Figure 10 shows the learning parameter
of the model for the 11,000 training data. The parameters of
Figure 10 show a similar shape as in
Figure 8.
For the 11,000 test data, the ROC curve of the model with the parameters in
Figure 10 is displayed in
Figure 11. AUC of 0.8958 implies that the model operates as an excellent classifier noting that the worst AUC is 0.5 in binary classification [
14]. These results are observed in the classification table of
Table 2. According to this table, the hit rate is 0.8115.
In addition, AUC values according to TCR are displayed in
Figure 12. The minimum is 0.74 at TCR = −5 dB while the maximum is 0.94 at TCR = 3 dB. As the target signal power is getting better over the clutter power, AUC improves, which shows excellent discrimination. The probability of detection is plotted with respect to TCR in
Figure 13, where the detection probability of 0.62 at TCR of −5 dB is observed, while, for TCR greater than or equal to 2 dB, the detection probability of about 0.9 is maintained.
7. Conclusions
In this paper, it was investigated whether clutters having similar power to the target power can be distinguished by using the logistic regression model. Therefore, the clutter signals considered in this study have such significant power as to lead to a false alarm with the threshold detection scheme. The target signals corresponding to the clutter signals are generated for various rotation angles and for assorted values of TCR. These signals are used to construct the feature vectors and the shuffle–split cross validation technique is applied to the trained model. The models are evaluated in terms of receiver operation characteristic, area under ROC curve, classification table and detection rate. According to the evaluation results, the use of the logistic regression model is very useful for underwater target discrimination.

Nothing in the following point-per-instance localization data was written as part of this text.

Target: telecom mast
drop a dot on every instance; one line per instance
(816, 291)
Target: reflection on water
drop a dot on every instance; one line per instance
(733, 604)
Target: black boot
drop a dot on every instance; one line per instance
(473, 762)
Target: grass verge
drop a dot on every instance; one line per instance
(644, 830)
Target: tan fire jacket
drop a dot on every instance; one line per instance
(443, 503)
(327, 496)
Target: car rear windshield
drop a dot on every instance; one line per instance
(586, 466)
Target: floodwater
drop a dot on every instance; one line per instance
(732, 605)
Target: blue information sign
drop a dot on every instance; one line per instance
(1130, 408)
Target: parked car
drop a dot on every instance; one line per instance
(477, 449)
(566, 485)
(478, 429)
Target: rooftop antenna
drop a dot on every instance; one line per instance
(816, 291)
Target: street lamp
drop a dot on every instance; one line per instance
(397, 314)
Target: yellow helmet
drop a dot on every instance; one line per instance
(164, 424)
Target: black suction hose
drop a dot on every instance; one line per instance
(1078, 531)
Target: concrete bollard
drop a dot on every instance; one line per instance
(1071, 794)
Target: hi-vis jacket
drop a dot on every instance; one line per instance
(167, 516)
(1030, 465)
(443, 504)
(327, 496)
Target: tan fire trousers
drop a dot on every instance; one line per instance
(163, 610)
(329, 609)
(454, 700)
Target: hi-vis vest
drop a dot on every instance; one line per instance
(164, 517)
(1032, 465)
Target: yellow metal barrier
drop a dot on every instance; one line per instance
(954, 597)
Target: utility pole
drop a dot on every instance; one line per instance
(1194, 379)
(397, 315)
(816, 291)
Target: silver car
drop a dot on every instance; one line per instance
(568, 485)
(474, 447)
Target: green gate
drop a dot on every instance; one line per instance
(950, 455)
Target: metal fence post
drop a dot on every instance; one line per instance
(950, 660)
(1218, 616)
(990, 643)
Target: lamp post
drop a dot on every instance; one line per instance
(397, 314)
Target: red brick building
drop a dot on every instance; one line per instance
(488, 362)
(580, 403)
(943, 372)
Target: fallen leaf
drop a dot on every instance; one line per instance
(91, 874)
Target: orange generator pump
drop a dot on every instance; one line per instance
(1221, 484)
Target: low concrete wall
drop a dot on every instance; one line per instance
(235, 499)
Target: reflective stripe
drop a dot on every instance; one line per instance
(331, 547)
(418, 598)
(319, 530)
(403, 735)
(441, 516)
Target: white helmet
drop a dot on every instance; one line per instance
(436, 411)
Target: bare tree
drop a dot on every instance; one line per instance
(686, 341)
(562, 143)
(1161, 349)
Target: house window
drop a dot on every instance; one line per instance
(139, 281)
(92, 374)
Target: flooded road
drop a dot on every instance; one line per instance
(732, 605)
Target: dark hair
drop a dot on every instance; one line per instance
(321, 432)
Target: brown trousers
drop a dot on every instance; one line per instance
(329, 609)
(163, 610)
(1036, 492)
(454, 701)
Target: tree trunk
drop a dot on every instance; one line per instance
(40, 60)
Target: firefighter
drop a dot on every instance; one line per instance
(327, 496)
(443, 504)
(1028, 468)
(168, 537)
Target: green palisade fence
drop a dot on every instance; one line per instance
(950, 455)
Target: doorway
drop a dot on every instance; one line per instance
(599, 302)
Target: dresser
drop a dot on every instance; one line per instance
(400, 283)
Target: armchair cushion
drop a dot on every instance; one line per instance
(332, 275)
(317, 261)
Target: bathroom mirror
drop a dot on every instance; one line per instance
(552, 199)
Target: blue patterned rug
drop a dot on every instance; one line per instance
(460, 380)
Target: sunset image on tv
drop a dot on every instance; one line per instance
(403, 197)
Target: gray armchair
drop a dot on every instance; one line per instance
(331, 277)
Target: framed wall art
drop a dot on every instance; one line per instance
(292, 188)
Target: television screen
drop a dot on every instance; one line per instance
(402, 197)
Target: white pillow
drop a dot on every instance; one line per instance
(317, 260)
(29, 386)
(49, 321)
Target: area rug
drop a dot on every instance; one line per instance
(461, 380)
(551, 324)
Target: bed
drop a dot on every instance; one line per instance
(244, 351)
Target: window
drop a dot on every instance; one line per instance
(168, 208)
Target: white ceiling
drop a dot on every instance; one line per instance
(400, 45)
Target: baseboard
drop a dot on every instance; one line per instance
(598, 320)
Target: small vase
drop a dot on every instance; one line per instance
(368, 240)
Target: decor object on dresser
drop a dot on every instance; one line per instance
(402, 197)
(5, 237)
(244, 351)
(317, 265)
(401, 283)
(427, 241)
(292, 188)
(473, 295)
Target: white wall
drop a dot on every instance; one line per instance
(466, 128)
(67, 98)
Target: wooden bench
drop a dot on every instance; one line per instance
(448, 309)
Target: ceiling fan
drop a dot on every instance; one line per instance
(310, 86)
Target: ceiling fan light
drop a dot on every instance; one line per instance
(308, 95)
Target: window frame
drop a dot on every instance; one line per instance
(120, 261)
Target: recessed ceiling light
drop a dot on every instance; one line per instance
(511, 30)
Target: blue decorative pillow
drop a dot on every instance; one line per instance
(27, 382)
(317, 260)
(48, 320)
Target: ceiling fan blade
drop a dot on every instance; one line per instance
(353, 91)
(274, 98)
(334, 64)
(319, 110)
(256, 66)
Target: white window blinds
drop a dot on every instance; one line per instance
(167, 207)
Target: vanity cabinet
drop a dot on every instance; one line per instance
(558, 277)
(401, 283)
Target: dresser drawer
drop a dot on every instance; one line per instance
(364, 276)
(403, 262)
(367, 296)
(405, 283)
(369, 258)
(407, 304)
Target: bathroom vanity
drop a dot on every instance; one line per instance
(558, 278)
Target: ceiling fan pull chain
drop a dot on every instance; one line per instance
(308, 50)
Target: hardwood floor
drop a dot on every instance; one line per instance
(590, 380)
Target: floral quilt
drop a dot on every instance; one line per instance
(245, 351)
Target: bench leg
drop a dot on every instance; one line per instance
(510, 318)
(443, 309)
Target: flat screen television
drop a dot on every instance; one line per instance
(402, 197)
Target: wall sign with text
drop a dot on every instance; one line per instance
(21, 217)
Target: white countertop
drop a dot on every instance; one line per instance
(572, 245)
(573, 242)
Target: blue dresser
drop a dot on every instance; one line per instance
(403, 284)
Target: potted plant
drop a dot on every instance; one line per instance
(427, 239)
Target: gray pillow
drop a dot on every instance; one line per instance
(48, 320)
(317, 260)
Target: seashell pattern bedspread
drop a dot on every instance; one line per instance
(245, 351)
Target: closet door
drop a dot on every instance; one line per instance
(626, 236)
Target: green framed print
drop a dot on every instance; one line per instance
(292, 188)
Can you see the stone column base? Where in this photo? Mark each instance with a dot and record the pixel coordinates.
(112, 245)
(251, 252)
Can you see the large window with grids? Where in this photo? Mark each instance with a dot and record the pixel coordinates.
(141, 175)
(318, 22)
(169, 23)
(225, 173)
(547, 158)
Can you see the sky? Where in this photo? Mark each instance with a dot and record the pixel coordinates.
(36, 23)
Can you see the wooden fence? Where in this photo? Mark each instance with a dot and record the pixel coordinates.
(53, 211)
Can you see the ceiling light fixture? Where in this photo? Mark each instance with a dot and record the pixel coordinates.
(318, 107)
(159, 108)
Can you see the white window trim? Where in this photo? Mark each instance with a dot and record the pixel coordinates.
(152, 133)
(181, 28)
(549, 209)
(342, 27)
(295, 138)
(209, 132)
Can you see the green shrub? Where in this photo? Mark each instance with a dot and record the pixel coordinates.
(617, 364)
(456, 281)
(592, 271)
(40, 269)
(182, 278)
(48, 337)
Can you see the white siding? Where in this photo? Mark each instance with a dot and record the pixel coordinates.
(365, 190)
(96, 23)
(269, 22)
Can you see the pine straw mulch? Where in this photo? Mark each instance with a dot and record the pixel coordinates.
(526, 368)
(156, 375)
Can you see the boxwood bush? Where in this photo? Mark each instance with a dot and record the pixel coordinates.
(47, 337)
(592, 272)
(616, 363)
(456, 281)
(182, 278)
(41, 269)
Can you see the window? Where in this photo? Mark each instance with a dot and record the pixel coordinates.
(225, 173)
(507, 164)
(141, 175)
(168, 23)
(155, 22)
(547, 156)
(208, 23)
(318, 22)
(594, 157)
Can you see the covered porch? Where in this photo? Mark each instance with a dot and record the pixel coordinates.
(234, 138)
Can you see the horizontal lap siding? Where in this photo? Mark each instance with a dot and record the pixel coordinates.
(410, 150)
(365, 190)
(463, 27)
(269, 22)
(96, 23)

Furthermore, the experimental data are employed to verify the proposed approach. Note that the experimental data are collected for the purpose that is not related to this study. According to the application result, the model trained by the simulated data can discriminate the cylinder from the rock even though it is not perfect. In addition, note that the mathematical model can describe the scattering of the real cylinder well.
In the simulation study, training and testing have been performed using every component of the magnitude spectrum of the received signal. Considering the spectral characteristics of the target and clutter, only the frequency bins carrying the main energy portion can be selected as feature components, which accelerates the processing time by reducing the size of the model. In the simulation study, various TCR conditions were considered since the spectrum is sensitive to magnitude. For further study, the cepstrum may be a good candidate for the feature vector component due to its scale invariance property. The application of the real experiment data reveals the need for the research on the reflection of the multipath components and modeling environments where a target is placed.